34 Survival analysis

In health sciences we often have data which represent the time until some event occurs. In a clinical trial setting, the primary outcome may be the time from onset of therapy until a well-defined critical event such as death, cancer recurrence, or first occurrence of a particular adverse event. One of the challenges specific to survival data is that the survival times will be unknown for some patients (censored data) for a variety of reasons:

lost to follow-up during the study period
withdrawn from the study because of some reason
the event did not occur by the end of the study

Such data could be referred to as right censored because, on a timeline, the true lifetimes of the patients are to the right of their observed censor times.

Statistical techniques for survival data have been developed that are be able to account for censored observations. In survival analysis, it is generally assumed that censoring is non-informative of survival (being censored or not is not related to the probability of the event occurring).
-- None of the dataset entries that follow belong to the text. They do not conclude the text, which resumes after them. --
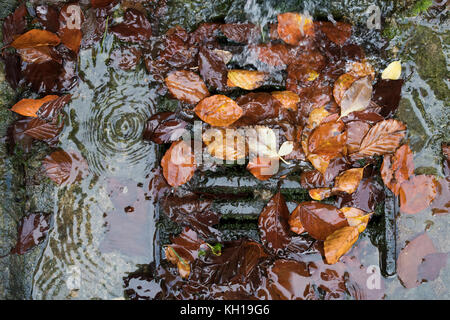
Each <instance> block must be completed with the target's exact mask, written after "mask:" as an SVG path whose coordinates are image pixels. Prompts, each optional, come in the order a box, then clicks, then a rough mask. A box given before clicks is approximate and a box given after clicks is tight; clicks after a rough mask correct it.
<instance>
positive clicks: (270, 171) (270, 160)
mask: <svg viewBox="0 0 450 320" xmlns="http://www.w3.org/2000/svg"><path fill="white" fill-rule="evenodd" d="M278 168H279V166H278V159H273V158H267V157H256V158H252V159H251V160H250V161H249V162H248V164H247V170H248V171H250V173H251V174H252V175H254V176H255V178H257V179H259V180H262V181H264V180H268V179H269V178H270V177H272V176H273V175H274V174H275V173H277V172H278Z"/></svg>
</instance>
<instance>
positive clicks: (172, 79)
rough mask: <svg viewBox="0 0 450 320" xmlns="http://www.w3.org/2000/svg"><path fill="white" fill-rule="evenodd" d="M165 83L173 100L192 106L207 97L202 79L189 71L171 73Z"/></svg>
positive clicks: (207, 92) (203, 83)
mask: <svg viewBox="0 0 450 320" xmlns="http://www.w3.org/2000/svg"><path fill="white" fill-rule="evenodd" d="M165 82H166V85H167V88H168V89H169V91H170V93H171V94H172V95H173V96H174V97H175V98H177V99H178V100H181V101H184V102H187V103H192V104H194V103H197V102H199V101H200V100H202V99H203V98H205V97H207V96H209V91H208V88H206V85H205V83H204V82H203V80H202V78H200V76H199V75H198V74H196V73H194V72H191V71H186V70H181V71H173V72H171V73H169V75H168V76H167V77H166V79H165Z"/></svg>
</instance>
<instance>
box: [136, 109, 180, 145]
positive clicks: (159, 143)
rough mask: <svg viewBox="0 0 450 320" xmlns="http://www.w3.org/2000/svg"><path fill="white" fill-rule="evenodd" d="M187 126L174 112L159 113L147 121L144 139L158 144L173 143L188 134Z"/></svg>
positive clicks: (143, 135) (150, 117)
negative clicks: (149, 140)
mask: <svg viewBox="0 0 450 320" xmlns="http://www.w3.org/2000/svg"><path fill="white" fill-rule="evenodd" d="M187 125H188V123H187V122H186V121H183V120H181V119H179V118H178V117H177V115H176V114H175V113H174V112H159V113H156V114H154V115H153V116H151V117H150V119H148V120H147V123H146V124H145V128H144V133H143V138H144V139H145V140H150V141H153V142H154V143H157V144H163V143H169V142H173V141H176V140H178V139H179V138H180V137H181V136H182V135H183V134H184V133H185V132H186V130H185V128H186V126H187Z"/></svg>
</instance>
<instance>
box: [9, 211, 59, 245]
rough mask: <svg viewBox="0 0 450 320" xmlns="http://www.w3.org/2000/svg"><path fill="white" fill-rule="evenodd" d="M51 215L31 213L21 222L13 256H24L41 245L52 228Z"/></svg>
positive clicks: (19, 226)
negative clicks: (22, 255) (33, 248)
mask: <svg viewBox="0 0 450 320" xmlns="http://www.w3.org/2000/svg"><path fill="white" fill-rule="evenodd" d="M49 219H50V215H48V214H45V213H40V212H36V213H31V214H29V215H28V216H25V217H23V218H22V219H21V220H20V224H19V228H18V238H17V243H16V246H15V247H14V248H13V249H12V250H11V253H12V254H24V253H26V252H28V251H29V250H30V249H32V248H34V247H35V246H37V245H38V244H40V243H41V242H42V241H43V240H44V238H45V237H46V235H47V231H48V230H49V228H50V224H49Z"/></svg>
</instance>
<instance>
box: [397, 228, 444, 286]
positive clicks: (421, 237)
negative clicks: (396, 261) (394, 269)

Survival analysis is a class of statistical methods. One approach to estimate the the survival over time is the Kaplan-Meier procedure which is a non-parametric method (i.e. it does not make any assumptions about the underlying distribution of the data).

When we have finished this Chapter, we should be able to:

Learning objectives

Understand the basic concepts of the Kaplan-Meier analysis of time-to-event data
Compare different survival curves
Interpret the results

34.1 Research question

In a randomized controlled trial designed to find out the efficacy of a new therapy for leukemia, the patients were randomly assigned into two groups (new therapy versus standard therapy). The researchers want to (i) estimate the survival time of patients receiving the new therapy, and (ii) compare the survival curves of the patients receiving the new therapy and patients receiving the standard therapy.

34.2 Packages we need

We need to load the following packages:

# packages for graphs
library(ggplot2)
library(survival)
library(ggsurvfit)
library(ggprism)
#library(survminer)
library(asaur)
library(knitr)
library(kableExtra)
library(gt)
library(gtExtras)

library(here)
library(tidyverse)

34.3 Preparing the data

In a clinical trial, the patients are monitored for the occurrence of a particular event or outcome. In preparing Kaplan-Meier survival analysis that compares different treatments, three variables should be recorded for each patient: (a) the time that is the duration between the beginning of the treatment and the end-point (event of interest or censoring), (b) the status at the end of the survival time (event occurrence or censored data), and (c) the study group such as treatment versus control intervention.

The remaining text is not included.